Final Negative Determination of Critical Circumstances

In accordance with section 703(e) of the Act, the Department preliminarily found that critical circumstances existed with respect to JDIL and the non-individually examined companies receiving the “All-Others” rate in this investigation and did not exist with respect to the respondents Canfor, Resolute, Tolko, and West Fraser. The Department received comments concerning the preliminary affirmative determination of critical circumstances. For the final determination, the Department finds that, in accordance with 705(a)(2) of the Act, critical circumstances do not exist for all individually-examined respondents and the non-individually examined companies receiving the “All-Others” rate in this investigation. A discussion of the determination can be found in the Issues and Decision Memorandum.

Suspension of Liquidation

As a result of our Preliminary Determination, and pursuant to sections 703(d)(1)(B) and (2) of the Act, we instructed U.S. Customs and Border Protection (CBP) to suspend liquidation of all entries of merchandise under consideration from Canada that were entered or withdrawn from warehouse, for consumption, on or after April 28, 2017, the date of publication of the Preliminary Determination in the Federal Register.

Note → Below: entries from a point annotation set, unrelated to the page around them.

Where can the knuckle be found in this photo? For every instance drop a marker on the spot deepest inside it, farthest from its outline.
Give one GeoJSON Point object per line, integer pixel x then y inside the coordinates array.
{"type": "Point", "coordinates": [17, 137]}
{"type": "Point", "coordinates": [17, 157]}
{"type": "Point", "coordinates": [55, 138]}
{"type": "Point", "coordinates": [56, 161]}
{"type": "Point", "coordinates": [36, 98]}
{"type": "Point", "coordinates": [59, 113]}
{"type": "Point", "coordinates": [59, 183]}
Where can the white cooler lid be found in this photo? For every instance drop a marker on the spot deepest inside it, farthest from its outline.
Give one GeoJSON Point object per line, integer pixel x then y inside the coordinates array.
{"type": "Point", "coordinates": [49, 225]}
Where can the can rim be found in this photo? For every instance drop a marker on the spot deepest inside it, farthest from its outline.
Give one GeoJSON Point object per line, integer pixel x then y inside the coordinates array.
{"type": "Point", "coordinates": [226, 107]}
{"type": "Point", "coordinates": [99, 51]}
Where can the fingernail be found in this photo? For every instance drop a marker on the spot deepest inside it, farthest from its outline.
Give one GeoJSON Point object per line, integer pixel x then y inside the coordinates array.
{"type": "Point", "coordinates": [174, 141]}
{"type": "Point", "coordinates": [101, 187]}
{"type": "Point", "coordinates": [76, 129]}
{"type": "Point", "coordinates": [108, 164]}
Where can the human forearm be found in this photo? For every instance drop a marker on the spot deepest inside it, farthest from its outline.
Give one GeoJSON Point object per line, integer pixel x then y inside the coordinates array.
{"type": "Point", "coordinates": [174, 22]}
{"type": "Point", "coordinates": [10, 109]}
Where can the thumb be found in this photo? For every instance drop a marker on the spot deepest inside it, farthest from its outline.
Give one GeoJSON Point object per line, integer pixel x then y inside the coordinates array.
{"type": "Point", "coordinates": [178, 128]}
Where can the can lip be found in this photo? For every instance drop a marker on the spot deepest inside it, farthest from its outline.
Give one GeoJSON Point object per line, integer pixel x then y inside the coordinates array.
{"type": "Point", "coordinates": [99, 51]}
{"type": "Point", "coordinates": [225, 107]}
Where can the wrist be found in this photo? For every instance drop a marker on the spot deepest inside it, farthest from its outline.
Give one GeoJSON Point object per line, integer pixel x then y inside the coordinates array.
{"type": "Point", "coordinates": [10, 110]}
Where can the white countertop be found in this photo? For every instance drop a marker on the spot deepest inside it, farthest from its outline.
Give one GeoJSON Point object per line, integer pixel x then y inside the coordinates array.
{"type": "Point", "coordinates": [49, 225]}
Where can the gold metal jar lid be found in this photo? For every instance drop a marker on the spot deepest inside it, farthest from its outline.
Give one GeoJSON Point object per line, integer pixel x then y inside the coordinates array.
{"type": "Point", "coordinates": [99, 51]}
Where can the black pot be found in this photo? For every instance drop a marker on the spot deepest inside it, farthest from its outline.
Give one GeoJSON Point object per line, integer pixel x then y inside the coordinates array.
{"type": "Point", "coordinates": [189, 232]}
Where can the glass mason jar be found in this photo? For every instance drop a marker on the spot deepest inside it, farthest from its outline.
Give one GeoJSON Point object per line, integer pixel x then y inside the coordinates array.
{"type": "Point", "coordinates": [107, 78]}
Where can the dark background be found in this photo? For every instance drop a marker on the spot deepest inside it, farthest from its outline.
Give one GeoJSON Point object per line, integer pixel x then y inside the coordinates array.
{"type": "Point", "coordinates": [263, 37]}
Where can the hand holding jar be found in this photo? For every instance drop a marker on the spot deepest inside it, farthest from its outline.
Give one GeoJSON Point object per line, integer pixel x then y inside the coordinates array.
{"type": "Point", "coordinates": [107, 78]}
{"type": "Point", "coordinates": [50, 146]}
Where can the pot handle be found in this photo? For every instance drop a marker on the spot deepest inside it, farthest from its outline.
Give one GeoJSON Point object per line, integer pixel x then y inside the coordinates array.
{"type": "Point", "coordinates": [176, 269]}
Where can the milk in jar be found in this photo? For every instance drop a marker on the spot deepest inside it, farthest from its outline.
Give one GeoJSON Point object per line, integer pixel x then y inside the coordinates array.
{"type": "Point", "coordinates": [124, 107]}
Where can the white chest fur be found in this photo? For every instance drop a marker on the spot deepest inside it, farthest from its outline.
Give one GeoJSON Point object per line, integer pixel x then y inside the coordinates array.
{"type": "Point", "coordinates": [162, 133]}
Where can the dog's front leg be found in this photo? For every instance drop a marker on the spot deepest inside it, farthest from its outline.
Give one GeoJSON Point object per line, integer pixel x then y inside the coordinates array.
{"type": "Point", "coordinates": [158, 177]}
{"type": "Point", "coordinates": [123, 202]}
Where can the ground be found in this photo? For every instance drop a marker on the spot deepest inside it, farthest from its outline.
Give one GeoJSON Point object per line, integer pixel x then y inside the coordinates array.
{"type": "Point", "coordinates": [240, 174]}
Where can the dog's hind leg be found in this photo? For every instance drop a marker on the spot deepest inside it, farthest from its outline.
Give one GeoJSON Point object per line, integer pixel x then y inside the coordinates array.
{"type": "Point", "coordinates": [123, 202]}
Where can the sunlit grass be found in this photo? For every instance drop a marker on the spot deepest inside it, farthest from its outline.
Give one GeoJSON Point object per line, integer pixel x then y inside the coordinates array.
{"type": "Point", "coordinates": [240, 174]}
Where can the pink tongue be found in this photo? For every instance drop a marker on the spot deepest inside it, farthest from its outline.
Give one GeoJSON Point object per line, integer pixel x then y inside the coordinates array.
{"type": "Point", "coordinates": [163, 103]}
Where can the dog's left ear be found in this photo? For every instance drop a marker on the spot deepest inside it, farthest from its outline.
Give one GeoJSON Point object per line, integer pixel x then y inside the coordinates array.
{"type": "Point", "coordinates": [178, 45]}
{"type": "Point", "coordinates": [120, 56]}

We preliminarily determined that critical circumstances existed with respect to entries of softwood lumber from Canada made by JDIL and the non-individually examined companies receiving the “All-Others” rate in this investigation. As a result, we instructed CBP to suspend liquidation of entries that were entered, or withdrawn from warehouse, for consumption on or after January 28, 2017, which is 90 days before the date of the publication of the Preliminary Determination in the Federal Register. At that time, we instructed CBP to collect cash deposits of estimated countervailing duties for such entries at the rates determined in the Preliminary Determination.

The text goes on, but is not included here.